Battle of the Crater, where Warrington G. Roberts was grievously wounded.

With his horrendous wounds, Roberts would not be able to rejoin the 28th USCT. Spending the rest of 1864 recuperating, the army mustered him out of service on January 12, 1865, citing his “physical disability from wounds received in action.”[5]

Warrington G. Roberts, missing most of his left arm and with a right hip shattered by a rifle bullet, could have gone home and no one would have thought less of him. But instead he continued to serve his county—he transferred himself to the 16th Veteran Reserve Corps. At one time known as the Invalid Corps, the Veteran Reserve Corps existed for soldiers who could no longer serve on the front lines. Service with the Reserve Corps mainly consisted of administrative duties, or light garrison details.

Roberts served with the Veteran Reserve Corps in the Fredericksburg area. Before the war, a third of the city’s population had been enslaved, and with the passage of the 13th Amendment the question became what was next for those men and women. To try and answer that question, the Federal government established the Bureau of Refugees and Abandoned Lands, better known as the Freedman’s Bureau. Agents of the Bureau worked throughout the South facilitating education, housing, and jobs for formerly enslaved people. Roberts became one of those agents by 1866, working out of the Fredericksburg offices and tending to business in King George and Spotsylvania counties.

A symbolic representation of the Freedmen’s Bureau’s role during Reconstruction. (LOC)

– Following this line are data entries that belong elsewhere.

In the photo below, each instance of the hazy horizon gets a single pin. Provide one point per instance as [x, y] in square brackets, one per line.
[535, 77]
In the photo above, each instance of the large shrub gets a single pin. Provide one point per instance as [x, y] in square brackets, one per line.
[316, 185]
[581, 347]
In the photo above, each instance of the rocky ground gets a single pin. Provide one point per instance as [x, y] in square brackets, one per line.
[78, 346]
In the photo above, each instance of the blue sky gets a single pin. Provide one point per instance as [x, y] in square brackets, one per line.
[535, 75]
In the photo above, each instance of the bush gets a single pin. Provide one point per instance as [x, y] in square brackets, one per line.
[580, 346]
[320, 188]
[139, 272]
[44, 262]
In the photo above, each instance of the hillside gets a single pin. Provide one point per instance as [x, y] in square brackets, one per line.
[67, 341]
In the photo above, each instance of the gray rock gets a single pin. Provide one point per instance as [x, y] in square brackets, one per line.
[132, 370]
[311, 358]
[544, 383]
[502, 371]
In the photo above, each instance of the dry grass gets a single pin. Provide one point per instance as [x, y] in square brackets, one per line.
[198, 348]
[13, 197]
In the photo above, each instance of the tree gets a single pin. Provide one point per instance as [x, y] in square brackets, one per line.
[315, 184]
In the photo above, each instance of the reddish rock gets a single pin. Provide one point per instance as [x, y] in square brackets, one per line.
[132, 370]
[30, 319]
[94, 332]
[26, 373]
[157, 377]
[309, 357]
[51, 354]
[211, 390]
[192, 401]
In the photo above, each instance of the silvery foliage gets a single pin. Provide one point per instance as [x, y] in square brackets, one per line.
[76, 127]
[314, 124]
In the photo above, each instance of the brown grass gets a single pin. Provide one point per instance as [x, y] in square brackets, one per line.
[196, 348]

Roberts reported to James Johnson, Assistant Superintendent of the Bureau in Fredericksburg. Johnson later recalled “that Lieutenant Roberts was in good health when he reported to me for duty,” with the exception of his existing disabilities.[6] Roberts worked diligently to ensure fair criminal trials for incarcerated Freedmen, among other duties, as evidenced by a letter he wrote in the Spring of 1866 reporting on the trial of a man charged with horse thievery in King George.[7]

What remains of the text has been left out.